Stitzlein’s book, “Breaking Bad Habits of Race and Gender: Transforming Identity in Schools,” is the first to unite two major schools of educational philosophy, traditional American pragmatism and contemporary poststructuralism, to offer both theoretical and concrete suggestions for dealing with actual classroom oppression based on race and gender.
“Every day teachers encounter moments of racial and gender tension in their classrooms. In the most drastic cases, these situations erupt into overt conflict or violence, while in other instances they go largely unnoted. Such incidents reveal that despite equality legislation and the good intentions of many teachers, racial and gender problems persist,” Stitzlein says.
Stitzlein’s book also provides a historical overview of how oppression tied to race and gender has changed in America in kindergarten through 12th grade.
“Today, racism and sexism have become more internalized. They shape our behaviors and self-expectations about how we should walk, talk, and think. They shape our habits, including the way we move, talk, and interact with others,” she says.
According to Stitzlein, overt sexism is more likely to occur in high school, but the more tacitly embodied behaviors of race and gender begin at early age – even in kindergarten.
“It's part of the process of becoming a human being in America. We pick it up through images and direct teachings, but also through the more subtle work of language -- the way we speak, are described, and respond to others,” she says.
And while schools are one of the most common settings of race and gender discord, schools also are the primary locations for alleviating systems of oppression, she says. It is within schools that children learn how to enact and respond to race and gender.
To combat racism and sexism in the classroom, Stitzlein encourages teachers to have more direct and open conversations about how race and gender work in society and how they affect the lives of all students.

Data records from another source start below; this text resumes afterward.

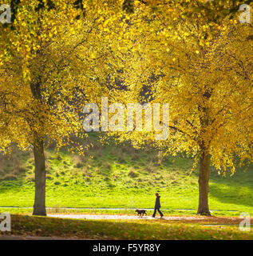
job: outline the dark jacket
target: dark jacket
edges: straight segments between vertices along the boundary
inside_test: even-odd
[[[155,208],[160,208],[160,195],[156,197]]]

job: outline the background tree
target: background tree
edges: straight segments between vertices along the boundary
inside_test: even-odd
[[[231,16],[233,4],[135,2],[129,30],[128,49],[141,57],[134,70],[125,70],[130,82],[121,97],[169,103],[170,136],[156,142],[153,133],[121,136],[194,157],[200,163],[200,214],[210,214],[210,158],[223,173],[252,162],[252,26],[239,24],[239,14]]]
[[[69,143],[70,135],[83,134],[84,105],[106,94],[106,78],[115,72],[106,37],[106,23],[121,15],[115,2],[84,3],[84,15],[72,1],[53,7],[47,1],[21,2],[12,27],[6,28],[0,124],[7,140],[2,146],[12,142],[22,149],[33,147],[35,215],[46,214],[46,142],[60,148]]]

“I encourage teachers to make children uncomfortable with their racial positions, especially white students who live rather privileged lives. I also recommend that teachers help students reflect on themselves in ways that can make their habits of race and gender more flexible,” she says.
Stitzlein’s book has been well received by the education community.
"Stitzlein makes a great theoretical case for the intelligent treatment of race and gender in schools. This is an important and timely book that Rowman & Littlefield will be happy to have published," said Gregory Seals, College of Staten Island, CUNY.